Because of the focus on males and male to male relationships in wrestling (Hackett, 2010), I excised Juliet entirely. Instead the relationship between Romeo and Mercutio became the main driving emotion for Romeo. In a similar way to Zeffirelli’s Romeo and Juliet (1968), the homoerotic nature of the relationship between Romeo and Mercutio (Schalkwyk, 2011, p. 126) was explored. Through misprision the text was reinterpreted, as language Romeo uses for Juliet, ‘Oh, she doth teach the torches to burn bright’ (Act 1, Scene 5, line 43) was instead appropriated for use by Rick Romeo when talking about Macho Man Mercutio. Further tools of adaptation were utilised in this section as the change from torches to spotlights was a movement of proximation. The height of emotion displayed by Romeo for Mercutio in the base text is commonplace in the world of professional wrestling as Roland Barthes (Barthes, 2009) recognised. It is common in wrestling for revenge to be sought, and for sacrifices to be made in the name of honouring male relationships. By focusing on Ravishing Rick Romeo’s desire for revenge in the male exclusive arena of professional wrestling, the motives of the Romeo character of the base text are examined. He initially refused to fight Tybalt out of honour towards his wife and her family (Act 3, Scene 1, line 70) but soon after ignored this aspect of his relationship towards Juliet. Juliet became absent in Romeo’s motivation in the base text and so could be quite comfortably removed from the adapted text and still retain the desire for revenge.

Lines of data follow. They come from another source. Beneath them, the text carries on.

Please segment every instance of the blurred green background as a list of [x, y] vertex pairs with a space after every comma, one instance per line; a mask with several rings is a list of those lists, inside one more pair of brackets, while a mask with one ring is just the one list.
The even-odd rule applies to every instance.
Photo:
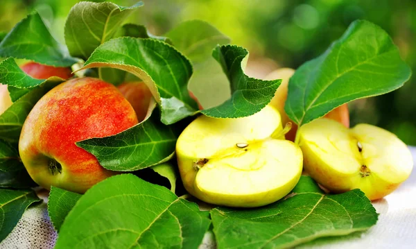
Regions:
[[[8, 31], [26, 15], [37, 10], [53, 33], [64, 42], [63, 27], [71, 7], [78, 1], [1, 0], [0, 31]], [[114, 0], [122, 6], [137, 1]], [[250, 52], [248, 74], [263, 77], [282, 67], [297, 68], [322, 53], [348, 25], [365, 19], [384, 28], [402, 58], [416, 72], [416, 1], [415, 0], [144, 0], [130, 22], [145, 24], [163, 35], [178, 23], [207, 21], [233, 44]], [[392, 93], [349, 104], [352, 126], [365, 122], [397, 134], [416, 145], [416, 76]]]

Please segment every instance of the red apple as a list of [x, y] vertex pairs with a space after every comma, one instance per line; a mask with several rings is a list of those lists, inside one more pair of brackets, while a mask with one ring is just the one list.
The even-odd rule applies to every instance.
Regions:
[[[275, 96], [272, 98], [269, 105], [277, 109], [279, 112], [280, 112], [281, 123], [284, 126], [288, 122], [292, 122], [292, 129], [285, 135], [286, 139], [291, 141], [295, 140], [297, 126], [286, 114], [284, 111], [284, 104], [288, 97], [289, 79], [293, 74], [295, 74], [295, 70], [291, 68], [281, 68], [271, 72], [265, 78], [265, 80], [275, 80], [278, 78], [282, 80], [281, 84], [280, 84], [277, 90], [276, 90]], [[325, 117], [335, 120], [345, 127], [349, 128], [349, 112], [348, 111], [348, 105], [347, 104], [335, 108], [325, 115]]]
[[[36, 62], [28, 62], [21, 66], [20, 68], [29, 76], [37, 79], [58, 76], [67, 80], [72, 76], [71, 69], [69, 67], [55, 67]], [[1, 115], [12, 104], [6, 85], [0, 84], [0, 98]]]
[[58, 76], [64, 80], [72, 77], [72, 71], [69, 67], [55, 67], [32, 62], [20, 66], [20, 68], [33, 78], [40, 80], [52, 76]]
[[92, 78], [63, 83], [45, 94], [24, 122], [19, 152], [33, 180], [84, 193], [116, 173], [103, 168], [76, 141], [119, 133], [138, 123], [112, 85]]
[[139, 121], [142, 121], [146, 117], [150, 99], [153, 98], [149, 88], [141, 81], [125, 82], [117, 88], [135, 109]]

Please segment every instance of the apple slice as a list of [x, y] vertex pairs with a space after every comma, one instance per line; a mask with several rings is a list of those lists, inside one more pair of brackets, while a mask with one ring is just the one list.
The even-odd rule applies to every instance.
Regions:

Further language that was adapted includes ‘strife’ (Prol 8) and ‘a plague on both your houses’ (Act 3, Scene 1, line 92). These became the basis of names for wrestling events and were combined with the specific and generic words used in professional wrestling. Strife was combined with the specific event Summerslam(1988) to create Summerstrife, while the often misquoted pox was used in place of plague to create Wrestleapoxolypse. Intended as a pun on wrestle-apocolypse, this is not an actual event but a name which adheres to the naming conventions of professional wrestling events, emphasising the destructive nature of the art form. By utilising the misquoted word pox, a further level of discourse was inserted to the adaptation which hints at its constructed nature in a metafictional manner. The transgeneric nature of these event names cements the work in both the language of the hypotext and also the schematic language of the genre of professional wrestling.

Issues over the sanctity of the base text became clear during the exercise. Romeo and Juliet is a highly labile work as Shakespeare’s themes are universal (Thompson, 2011, p. 21) and can become successful in disparate mediums. Any narrative form can reshape Shakespeare to work in its own medium and rather than violate the base text, it celebrates it.